I found a couple related questions, but no definitive answer from the Google team, for this particular question:

Is a Cloud DataFlow job, writing to BigQuery, limited to the BigQuery quota of 100K rows-per-second-per-table (i.e. BQ streaming limit)?

google dataflow write to bigquery table performance

Cloud DataFlow performance - are our times to be expected?


Edit: The main motivation is to find a way to predict runtimes for various input sizes.

I've managed to run jobs which show > 180K rows/sec processed via the Dataflow monitoring UI. But I'm unsure if this is somehow throttled on the insert into the table, since the job runtime was slower by about 2x than a naive calculation (500mm rows / 180k rows/sec = 45 mins, which actually took almost 2 hrs)

1

1 Answers

6
votes

From your message, it sounds like you are executing your pipeline in batch, not streaming, mode.

In Batch mode, jobs run on the Google Cloud Dataflow service do not use BigQuery's streaming writes. Instead, we write all the rows to be imported to files on GCS, and then invoke a BigQuery load" job. Note that this reduces your costs (load jobs are cheaper than streaming writes) and is more efficient overall (BigQuery can be faster doing a bulk load than doing per-row imports). The tradeoff is that no results are available in BigQuery until the entire job finishes successfully.
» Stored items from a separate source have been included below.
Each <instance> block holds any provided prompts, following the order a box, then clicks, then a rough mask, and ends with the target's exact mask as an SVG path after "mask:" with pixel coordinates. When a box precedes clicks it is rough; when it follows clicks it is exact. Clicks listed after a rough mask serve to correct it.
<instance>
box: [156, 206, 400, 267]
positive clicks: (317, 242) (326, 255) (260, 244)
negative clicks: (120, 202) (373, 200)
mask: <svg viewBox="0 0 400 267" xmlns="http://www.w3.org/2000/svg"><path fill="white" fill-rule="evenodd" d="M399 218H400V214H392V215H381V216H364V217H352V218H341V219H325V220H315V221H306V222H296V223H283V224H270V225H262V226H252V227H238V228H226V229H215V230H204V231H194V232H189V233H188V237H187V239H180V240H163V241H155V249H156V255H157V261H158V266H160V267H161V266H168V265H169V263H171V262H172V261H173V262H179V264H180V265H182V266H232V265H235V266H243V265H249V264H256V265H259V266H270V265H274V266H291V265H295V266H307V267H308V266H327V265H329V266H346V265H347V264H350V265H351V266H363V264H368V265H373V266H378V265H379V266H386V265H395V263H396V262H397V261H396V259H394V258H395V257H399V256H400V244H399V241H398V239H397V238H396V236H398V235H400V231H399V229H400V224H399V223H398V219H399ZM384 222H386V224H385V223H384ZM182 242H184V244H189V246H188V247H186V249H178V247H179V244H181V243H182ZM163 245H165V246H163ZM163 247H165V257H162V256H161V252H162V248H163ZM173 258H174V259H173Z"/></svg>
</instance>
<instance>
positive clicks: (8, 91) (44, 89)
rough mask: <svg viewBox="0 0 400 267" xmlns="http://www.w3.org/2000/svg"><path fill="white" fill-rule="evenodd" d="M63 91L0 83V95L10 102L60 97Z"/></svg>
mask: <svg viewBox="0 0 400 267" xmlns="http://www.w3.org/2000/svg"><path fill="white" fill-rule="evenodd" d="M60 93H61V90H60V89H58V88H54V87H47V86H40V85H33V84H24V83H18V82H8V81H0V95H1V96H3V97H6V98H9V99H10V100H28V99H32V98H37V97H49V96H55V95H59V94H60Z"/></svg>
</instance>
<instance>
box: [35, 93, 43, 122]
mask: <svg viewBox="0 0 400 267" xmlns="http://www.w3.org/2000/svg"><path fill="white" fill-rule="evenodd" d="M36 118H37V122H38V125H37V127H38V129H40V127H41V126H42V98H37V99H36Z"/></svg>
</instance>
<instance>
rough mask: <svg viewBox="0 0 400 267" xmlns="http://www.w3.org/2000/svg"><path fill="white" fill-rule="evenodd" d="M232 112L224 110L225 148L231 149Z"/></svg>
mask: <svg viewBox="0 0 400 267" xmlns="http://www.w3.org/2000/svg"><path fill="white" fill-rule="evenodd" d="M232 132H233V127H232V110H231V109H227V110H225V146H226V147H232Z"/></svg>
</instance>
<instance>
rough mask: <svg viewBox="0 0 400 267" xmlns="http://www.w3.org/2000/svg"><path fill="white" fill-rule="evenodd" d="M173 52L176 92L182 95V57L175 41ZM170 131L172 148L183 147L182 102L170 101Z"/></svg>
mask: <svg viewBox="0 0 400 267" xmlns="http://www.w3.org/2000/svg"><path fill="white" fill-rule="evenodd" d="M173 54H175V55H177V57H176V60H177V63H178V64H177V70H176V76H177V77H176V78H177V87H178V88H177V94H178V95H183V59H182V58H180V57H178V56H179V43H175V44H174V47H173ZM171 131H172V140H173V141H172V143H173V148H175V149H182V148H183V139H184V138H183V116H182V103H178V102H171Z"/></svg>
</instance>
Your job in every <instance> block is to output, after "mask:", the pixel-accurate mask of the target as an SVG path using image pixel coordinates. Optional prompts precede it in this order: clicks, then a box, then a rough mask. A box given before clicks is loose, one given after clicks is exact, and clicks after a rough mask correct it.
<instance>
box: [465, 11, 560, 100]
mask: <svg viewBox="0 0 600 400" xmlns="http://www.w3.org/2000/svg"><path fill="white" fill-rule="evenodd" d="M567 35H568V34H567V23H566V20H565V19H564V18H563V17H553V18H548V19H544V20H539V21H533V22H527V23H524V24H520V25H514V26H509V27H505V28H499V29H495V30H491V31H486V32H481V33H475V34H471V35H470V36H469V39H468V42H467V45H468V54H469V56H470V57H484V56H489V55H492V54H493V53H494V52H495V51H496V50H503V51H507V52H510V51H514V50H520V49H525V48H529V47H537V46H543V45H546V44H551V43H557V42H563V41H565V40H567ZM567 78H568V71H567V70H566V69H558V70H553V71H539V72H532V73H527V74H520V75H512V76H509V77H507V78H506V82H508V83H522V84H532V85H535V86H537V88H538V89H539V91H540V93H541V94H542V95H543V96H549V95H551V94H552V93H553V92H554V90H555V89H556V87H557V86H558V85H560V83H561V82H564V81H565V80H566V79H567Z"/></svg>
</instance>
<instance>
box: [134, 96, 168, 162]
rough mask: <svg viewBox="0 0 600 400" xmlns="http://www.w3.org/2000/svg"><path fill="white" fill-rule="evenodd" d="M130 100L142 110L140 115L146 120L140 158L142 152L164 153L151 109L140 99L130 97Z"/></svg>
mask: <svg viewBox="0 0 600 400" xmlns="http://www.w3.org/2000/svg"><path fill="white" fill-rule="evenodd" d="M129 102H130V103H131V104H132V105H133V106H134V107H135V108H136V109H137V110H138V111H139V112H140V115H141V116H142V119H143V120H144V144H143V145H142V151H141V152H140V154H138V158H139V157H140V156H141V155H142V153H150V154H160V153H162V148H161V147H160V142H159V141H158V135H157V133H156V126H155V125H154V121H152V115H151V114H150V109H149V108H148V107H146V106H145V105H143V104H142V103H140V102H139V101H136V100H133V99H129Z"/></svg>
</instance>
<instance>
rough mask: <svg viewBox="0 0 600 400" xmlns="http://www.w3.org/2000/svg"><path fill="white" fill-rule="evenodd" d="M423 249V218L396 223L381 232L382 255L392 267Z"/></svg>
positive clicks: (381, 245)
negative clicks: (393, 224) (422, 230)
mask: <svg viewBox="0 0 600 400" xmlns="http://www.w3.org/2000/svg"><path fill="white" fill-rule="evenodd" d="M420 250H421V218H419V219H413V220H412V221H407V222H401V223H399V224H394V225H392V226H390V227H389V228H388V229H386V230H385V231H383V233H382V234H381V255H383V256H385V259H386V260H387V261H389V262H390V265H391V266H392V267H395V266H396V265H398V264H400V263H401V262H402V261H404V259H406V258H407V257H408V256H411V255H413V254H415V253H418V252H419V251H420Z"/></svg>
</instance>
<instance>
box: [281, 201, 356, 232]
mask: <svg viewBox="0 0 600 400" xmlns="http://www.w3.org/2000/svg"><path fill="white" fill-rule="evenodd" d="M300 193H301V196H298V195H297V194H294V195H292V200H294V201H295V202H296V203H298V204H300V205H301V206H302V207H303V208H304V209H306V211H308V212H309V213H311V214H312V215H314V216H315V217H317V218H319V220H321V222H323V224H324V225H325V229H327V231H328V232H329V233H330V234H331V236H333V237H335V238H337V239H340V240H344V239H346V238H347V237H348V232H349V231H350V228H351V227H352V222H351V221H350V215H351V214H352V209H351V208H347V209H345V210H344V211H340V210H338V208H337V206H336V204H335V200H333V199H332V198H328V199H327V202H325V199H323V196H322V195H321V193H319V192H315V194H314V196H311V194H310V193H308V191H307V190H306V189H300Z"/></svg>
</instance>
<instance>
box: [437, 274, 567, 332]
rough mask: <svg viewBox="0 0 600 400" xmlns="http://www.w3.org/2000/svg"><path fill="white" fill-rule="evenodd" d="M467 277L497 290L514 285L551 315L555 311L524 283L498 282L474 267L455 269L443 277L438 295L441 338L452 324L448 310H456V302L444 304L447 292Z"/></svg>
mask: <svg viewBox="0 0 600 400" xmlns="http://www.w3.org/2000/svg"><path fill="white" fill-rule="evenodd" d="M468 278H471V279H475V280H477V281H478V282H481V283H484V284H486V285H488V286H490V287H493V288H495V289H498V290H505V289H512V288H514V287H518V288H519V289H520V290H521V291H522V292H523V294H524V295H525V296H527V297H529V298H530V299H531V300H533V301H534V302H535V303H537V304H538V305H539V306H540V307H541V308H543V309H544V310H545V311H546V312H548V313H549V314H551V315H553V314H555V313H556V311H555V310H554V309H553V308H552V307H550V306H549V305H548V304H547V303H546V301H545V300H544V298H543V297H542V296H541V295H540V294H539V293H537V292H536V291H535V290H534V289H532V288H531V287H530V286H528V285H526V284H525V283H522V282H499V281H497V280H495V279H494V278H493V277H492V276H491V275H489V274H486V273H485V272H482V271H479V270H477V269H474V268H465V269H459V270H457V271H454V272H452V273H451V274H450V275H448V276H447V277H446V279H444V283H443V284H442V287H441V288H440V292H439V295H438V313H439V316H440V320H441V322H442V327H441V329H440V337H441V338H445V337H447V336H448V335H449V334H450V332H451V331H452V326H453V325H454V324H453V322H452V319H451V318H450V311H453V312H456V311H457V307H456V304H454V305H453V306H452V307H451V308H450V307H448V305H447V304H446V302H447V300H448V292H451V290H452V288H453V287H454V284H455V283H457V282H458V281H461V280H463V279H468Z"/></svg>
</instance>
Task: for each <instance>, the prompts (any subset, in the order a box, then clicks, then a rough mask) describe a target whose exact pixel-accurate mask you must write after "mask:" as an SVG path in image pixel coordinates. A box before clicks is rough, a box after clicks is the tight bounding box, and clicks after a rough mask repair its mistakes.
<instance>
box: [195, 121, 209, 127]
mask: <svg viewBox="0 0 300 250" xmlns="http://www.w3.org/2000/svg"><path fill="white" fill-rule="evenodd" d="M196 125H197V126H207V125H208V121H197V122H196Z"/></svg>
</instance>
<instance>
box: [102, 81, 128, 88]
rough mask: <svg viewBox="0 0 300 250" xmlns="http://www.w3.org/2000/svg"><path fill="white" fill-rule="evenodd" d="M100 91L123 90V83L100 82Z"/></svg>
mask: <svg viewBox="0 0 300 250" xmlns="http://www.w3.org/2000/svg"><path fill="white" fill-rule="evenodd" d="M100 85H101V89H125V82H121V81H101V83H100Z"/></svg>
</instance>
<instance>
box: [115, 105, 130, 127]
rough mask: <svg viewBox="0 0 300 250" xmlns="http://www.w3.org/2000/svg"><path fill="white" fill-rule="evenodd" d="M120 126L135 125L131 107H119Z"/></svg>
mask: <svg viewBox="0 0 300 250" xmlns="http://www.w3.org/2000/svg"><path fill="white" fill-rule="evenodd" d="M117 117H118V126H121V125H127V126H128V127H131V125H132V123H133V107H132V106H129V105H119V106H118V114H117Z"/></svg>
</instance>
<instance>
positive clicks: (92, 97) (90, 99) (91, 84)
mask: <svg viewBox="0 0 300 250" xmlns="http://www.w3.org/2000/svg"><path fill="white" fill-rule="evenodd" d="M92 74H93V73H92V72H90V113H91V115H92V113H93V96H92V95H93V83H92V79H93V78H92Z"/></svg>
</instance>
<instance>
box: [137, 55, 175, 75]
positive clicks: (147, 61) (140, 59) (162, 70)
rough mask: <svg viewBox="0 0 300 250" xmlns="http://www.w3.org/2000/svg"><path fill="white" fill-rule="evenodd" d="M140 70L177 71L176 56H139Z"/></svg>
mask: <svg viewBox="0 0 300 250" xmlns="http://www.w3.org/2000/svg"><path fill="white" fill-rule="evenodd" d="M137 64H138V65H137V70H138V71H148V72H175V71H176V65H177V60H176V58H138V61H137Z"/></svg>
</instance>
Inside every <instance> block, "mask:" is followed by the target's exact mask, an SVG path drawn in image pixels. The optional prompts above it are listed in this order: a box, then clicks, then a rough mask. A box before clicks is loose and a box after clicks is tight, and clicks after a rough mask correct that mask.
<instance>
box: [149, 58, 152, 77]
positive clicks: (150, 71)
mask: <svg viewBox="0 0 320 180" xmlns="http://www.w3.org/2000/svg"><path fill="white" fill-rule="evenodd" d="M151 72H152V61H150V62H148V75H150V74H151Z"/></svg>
Load jobs are not limited by a certain number of rows/second, rather it is limited by the daily quotas.

In Streaming mode, Dataflow does indeed use BigQuery's streaming writes. In that case, the 100,000 rows per second limit does apply. If you exceed that limit, Dataflow will get a quota_exceeded error and will then retry the failing inserts. This behavior will help smooth out short-term spikes that temporarily exceed BigQuery's quota; if your pipeline exceeds quota for a long period of time, this fail-and-retry policy will eventually act as a form of backpressure that slows your pipeline down.

--

As for why your job took 2 hours instead of 45 minutes, your job will have multiple stages that proceed serially, and so using the throughput of the fastest stage is not an accurate way to estimate end-to-end runtime. For example, the BigQuery load job is not initiated until after Dataflow finishes writing all rows to GCS. Your rates seem reasonable, but please follow up if you suspect a performance degradation.